From the approximation $\text{max}(\mathbf{x}) \approx \text{logsumexp}(\mathbf{x})$, we know that the result should be a little over 9000—but if you run this code, the result will be infinity because of overflow.

Instead, to compute $\text{logsumexp}$, use the following trick:

$$\begin{eqnarray*} \text{logsumexp}(\mathbf{x}) = \text{log} \left( \sum_{i} \text{exp}(x_i - \text{max}(\mathbf{x})) \right) + \text{max}(\mathbf{x}). \end{eqnarray*}$$

(See this post for the proof that the trick works.)

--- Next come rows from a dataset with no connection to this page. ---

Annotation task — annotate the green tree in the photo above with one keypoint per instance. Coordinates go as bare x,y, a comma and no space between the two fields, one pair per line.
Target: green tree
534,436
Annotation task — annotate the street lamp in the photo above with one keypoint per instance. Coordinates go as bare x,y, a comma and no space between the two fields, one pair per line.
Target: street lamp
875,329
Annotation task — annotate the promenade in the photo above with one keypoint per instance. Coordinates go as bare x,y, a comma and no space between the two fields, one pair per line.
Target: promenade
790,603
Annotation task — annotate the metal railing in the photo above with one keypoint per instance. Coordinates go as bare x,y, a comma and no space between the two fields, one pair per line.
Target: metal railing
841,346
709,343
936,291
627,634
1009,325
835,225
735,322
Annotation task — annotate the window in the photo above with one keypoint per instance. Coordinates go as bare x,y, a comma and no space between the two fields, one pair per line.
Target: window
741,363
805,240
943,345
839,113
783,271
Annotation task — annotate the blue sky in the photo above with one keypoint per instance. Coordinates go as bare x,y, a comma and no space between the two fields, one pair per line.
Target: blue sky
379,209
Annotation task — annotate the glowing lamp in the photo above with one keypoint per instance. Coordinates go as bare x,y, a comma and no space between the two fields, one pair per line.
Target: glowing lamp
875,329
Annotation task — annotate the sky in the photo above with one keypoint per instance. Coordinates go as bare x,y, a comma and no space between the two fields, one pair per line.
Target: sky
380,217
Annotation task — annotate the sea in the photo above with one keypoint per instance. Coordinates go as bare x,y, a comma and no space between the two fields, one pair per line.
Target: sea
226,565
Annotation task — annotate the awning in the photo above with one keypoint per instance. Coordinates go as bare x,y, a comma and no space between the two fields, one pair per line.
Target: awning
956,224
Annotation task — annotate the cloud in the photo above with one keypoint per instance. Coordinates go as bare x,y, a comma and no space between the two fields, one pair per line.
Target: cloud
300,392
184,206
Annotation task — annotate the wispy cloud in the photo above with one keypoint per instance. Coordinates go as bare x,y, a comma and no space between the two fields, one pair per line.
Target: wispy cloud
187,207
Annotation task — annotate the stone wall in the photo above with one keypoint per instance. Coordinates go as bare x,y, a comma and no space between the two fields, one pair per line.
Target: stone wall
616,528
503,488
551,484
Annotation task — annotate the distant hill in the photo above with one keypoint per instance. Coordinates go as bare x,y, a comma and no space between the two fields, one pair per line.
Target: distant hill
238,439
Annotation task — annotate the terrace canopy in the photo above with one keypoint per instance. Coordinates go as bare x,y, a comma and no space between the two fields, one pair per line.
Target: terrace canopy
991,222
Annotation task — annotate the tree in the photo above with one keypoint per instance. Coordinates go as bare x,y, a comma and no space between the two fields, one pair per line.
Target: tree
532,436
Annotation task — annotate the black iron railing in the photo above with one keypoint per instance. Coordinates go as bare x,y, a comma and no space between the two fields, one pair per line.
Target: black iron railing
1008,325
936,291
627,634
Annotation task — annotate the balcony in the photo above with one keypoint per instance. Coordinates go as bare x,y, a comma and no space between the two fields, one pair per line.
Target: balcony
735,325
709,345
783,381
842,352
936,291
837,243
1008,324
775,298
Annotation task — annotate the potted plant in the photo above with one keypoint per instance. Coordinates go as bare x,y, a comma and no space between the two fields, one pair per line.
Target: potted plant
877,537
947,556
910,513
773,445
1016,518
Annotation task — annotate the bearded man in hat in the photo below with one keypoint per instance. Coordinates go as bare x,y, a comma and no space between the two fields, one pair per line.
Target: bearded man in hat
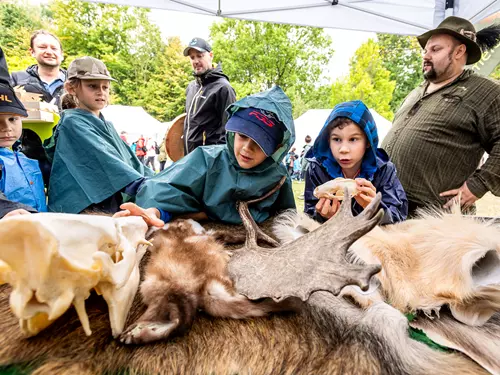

Now we won’t get an overflow because we’re taking the $\text{exp}$ of $[-2000,-1000,0]$ instead of $[7000,8000,9000]$. If we now run this instead:

x = np.array([7000,8000,9000])
np.log(np.sum(np.exp(x - x.max()))) + x.max()

we’ll get what we expect.

Takeaways

  • $\text{logsumexp}$ is everywhere!
  • You can make certain dense equations easier to digest by identifying instances of $\text{logsumexp}$ and mentally replacing them with $\text{max}$.

    For example, from the discussion of softmax classifiers above, you now know that the loss for a classifier is just the difference between the maximum of the logits (roughly) and the logit for the right answer!

  • When computing $\text{logsumexp}$, use the “logsumexp trick”. (Or just check if your library already has a numerically stable $\text{logsumexp}$ function, as PyTorch does.)